On Mon, Jan 08, 2018 at 13:55:10 +0100, Peter Krempa wrote:
On Sun, Jan 07, 2018 at 21:31:24 -0200, Julio Faracco wrote:
> The current command 'vol-upload' is not checking if the volume accepts
> a file bigger than its capacity. It can cause an interrupt of the
> upload stream. This commit adds a check that fails before starting to
> send new file to volume if the file is bigger.
>
> Resolves:
https://bugzilla.redhat.com/show_bug.cgi?id=1529059
>
> Signed-off-by: Julio Faracco <jcfaracco(a)gmail.com>
> ---
> tools/virsh-volume.c | 9 +++++++++
> 1 file changed, 9 insertions(+)
>
> diff --git a/tools/virsh-volume.c b/tools/virsh-volume.c
> index 8265a39..1359dba 100644
> --- a/tools/virsh-volume.c
> +++ b/tools/virsh-volume.c
> @@ -672,6 +672,7 @@ cmdVolUpload(vshControl *ctl, const vshCmd *cmd)
> {
> const char *file = NULL;
> virStorageVolPtr vol = NULL;
> + virStorageVolInfo volumeInfo;
> bool ret = false;
> int fd = -1;
> virStreamPtr st = NULL;
> @@ -701,6 +702,9 @@ cmdVolUpload(vshControl *ctl, const vshCmd *cmd)
> cbData.ctl = ctl;
> cbData.fd = fd;
>
> + if (virStorageVolGetInfo(vol, &volumeInfo) < 0)
> + goto cleanup;
> +
> if (vshCommandOptBool(cmd, "sparse"))
> flags |= VIR_STORAGE_VOL_UPLOAD_SPARSE_STREAM;
>
> @@ -709,6 +713,11 @@ cmdVolUpload(vshControl *ctl, const vshCmd *cmd)
> goto cleanup;
> }
>
> + if (volumeInfo.capacity <= virFileLength(file, fd)) {
I'm not sure that checking whether it's "equal" is a great idea.
Especially since it should exactly fit in that case.
Also due to the implementation of virFileLength:
off_t
virFileLength(const char *path, int fd)
{
struct stat s;
if (fd >= 0) {
if (fstat(fd, &s) < 0)
return -1;
} else {
if (stat(path, &s) < 0)
return -1;
}
if (!S_ISREG(s.st_mode))
return -1;
return s.st_size;
The test of S_ISREG will break upload from non-regular files.
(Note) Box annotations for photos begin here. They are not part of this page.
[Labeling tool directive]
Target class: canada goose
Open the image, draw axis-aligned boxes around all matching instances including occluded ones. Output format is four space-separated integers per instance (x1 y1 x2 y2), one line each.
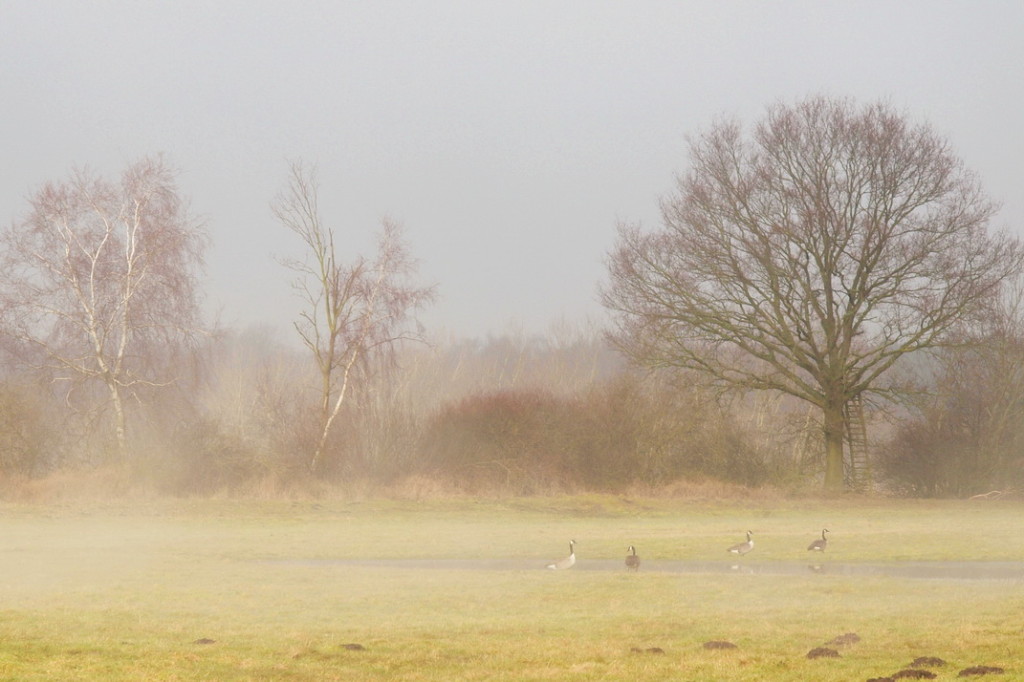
726 530 754 554
807 528 831 552
626 545 640 570
548 540 575 570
Additionaly the virsh implementation has a parameter --length (stored in
'length' variable, which is not checked in this case. If the user wishes
to upload less than the fill file it would break too.
Also it's not checking that the size + offset fit in the volume either.